Hedge funds that hook investors on the basis of a well-known ‘star’ portfolio manager may attract capital in the short term, but the shine can wear off, finds a new study by Ernst & Young.

An overwhelming 80% of Asian hedge funds believe investor loyalty lies mainly with the firm’s founding principal, a sentiment matched by only 35% of counterparts in Europe and 48% in the US, according to the Coming of Age global hedge fund survey.

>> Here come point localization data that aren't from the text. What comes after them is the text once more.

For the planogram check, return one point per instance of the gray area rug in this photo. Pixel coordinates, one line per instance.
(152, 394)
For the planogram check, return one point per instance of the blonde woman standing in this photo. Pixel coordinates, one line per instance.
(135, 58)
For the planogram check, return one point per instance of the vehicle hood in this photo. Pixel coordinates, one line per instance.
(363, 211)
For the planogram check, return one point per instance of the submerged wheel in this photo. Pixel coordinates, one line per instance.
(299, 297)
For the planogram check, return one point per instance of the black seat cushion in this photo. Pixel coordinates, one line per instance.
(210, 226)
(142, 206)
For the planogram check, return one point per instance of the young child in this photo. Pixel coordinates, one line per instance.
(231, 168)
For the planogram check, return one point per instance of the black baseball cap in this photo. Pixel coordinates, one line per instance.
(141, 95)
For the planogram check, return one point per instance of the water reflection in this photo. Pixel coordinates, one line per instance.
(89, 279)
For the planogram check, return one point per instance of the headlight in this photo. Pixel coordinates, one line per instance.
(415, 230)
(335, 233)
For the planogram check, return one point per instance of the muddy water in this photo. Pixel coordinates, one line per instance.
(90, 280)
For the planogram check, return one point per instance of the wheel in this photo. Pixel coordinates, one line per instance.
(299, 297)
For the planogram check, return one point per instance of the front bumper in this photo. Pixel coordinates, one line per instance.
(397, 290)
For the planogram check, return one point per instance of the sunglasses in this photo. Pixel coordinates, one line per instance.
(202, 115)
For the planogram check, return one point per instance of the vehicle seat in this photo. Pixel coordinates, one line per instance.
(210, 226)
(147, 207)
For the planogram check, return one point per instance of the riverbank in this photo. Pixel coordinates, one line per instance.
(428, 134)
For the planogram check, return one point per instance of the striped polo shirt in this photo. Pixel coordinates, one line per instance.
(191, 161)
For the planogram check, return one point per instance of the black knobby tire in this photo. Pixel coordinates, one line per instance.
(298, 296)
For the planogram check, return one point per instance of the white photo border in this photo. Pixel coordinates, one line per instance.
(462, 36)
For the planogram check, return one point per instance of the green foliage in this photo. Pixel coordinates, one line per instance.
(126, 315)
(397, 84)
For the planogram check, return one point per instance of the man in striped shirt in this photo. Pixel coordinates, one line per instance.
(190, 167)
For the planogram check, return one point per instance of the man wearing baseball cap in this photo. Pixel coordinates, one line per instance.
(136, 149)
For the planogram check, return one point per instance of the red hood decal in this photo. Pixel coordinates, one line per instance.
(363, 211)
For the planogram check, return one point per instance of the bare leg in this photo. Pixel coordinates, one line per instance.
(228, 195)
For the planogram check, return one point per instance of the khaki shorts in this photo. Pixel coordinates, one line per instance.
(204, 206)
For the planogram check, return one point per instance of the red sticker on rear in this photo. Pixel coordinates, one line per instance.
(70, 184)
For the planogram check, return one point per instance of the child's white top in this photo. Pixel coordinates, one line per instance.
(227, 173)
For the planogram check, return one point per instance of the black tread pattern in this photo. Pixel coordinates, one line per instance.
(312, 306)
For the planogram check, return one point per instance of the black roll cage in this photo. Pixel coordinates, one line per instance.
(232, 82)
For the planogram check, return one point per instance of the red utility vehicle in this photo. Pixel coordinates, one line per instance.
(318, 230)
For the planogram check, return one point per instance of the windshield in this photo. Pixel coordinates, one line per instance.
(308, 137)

By comparison, only 41% of investors say they put loyalty with a fund’s founding principal.

“Investors may look for the star manager for short-term performance, but for long-term performance and for the longevity of their investment portfolio, it may well be that they don’t want the star culture," says Roy Stockell, head of asset management Asia-Pacific at Ernst & Young.

“There is evidence to suggest that it is counterproductive [for hedge funds]," he adds. “If you look at longevity and consistency of performance, it tends to come from firms without a star-manager culture.”

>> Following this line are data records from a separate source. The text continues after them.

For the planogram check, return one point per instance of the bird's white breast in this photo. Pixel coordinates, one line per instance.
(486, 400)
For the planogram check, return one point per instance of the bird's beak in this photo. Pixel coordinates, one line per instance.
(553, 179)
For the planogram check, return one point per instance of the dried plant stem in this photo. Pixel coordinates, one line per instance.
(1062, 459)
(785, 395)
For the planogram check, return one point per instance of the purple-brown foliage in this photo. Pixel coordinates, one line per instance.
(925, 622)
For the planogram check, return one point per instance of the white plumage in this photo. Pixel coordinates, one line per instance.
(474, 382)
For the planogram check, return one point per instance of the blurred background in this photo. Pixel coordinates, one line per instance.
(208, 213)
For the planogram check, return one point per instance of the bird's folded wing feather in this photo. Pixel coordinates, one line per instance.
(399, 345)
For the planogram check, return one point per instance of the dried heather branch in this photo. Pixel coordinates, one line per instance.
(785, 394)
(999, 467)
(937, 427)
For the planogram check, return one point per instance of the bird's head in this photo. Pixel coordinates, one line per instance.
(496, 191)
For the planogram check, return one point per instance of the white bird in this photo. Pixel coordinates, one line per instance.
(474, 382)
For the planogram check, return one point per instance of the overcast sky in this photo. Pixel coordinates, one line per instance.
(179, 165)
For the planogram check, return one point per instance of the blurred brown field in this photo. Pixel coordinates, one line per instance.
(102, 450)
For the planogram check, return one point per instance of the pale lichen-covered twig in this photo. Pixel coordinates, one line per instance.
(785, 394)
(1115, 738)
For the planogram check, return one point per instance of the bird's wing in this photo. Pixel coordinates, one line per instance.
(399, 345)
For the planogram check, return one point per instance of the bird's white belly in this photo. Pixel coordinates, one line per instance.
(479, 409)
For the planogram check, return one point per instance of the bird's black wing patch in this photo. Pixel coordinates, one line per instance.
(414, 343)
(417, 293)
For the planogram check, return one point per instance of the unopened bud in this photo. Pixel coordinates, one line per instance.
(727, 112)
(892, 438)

The culture is pervasive in Asia, where some of the biggest domestic hedge fund launches in the past two years have been headed by so-called star managers who have built a track record at other organisations before setting up on their own.

One example is former Goldman Sachs proprietary trader Morgan Sze, who so far has raised about $2 billion for his Azentus Global Opportunities Fund, which began trading this April.

Asia’s less mature hedge fund industry was likely to account for the difference in attitudes between regions, according to the poll of 92 hedge funds globally, which represent about $600 billion in assets under management, and 42 investors in North America, Europe, Middle East and Africa with over $130 billion allocated to hedge funds.

No investors from Asia were polled, although there are plans to include them in future surveys, says Stockell.

The findings show marked differences between hedge fund and investor attitudes. “The most striking thing is the discrepancy between what the investors perceive to be important and what the fund managers perceive to be important,” adds Stockell.

In certain areas of governance, Asian hedge funds are ahead of their US counterparts, with 75% of managers in the region believing that independent boards were important, against the 46% by their peers in America and 90% in Europe. Their opinions are mismatched with investors, with 64% in the US and 71% in Europe deeming independence as vital.

“Investor loyalty isn’t necessarily aligned directly to performance anymore,” says Stockell, “because after the crisis in 2008, a lot of people were burned by the lack of liquidity and transparency.”

Investors who decided not to award mandates to certain hedge funds cited governance-related issues, including concerns about risk management policies, inconsistency of available information and lack of an independent board, according to the survey.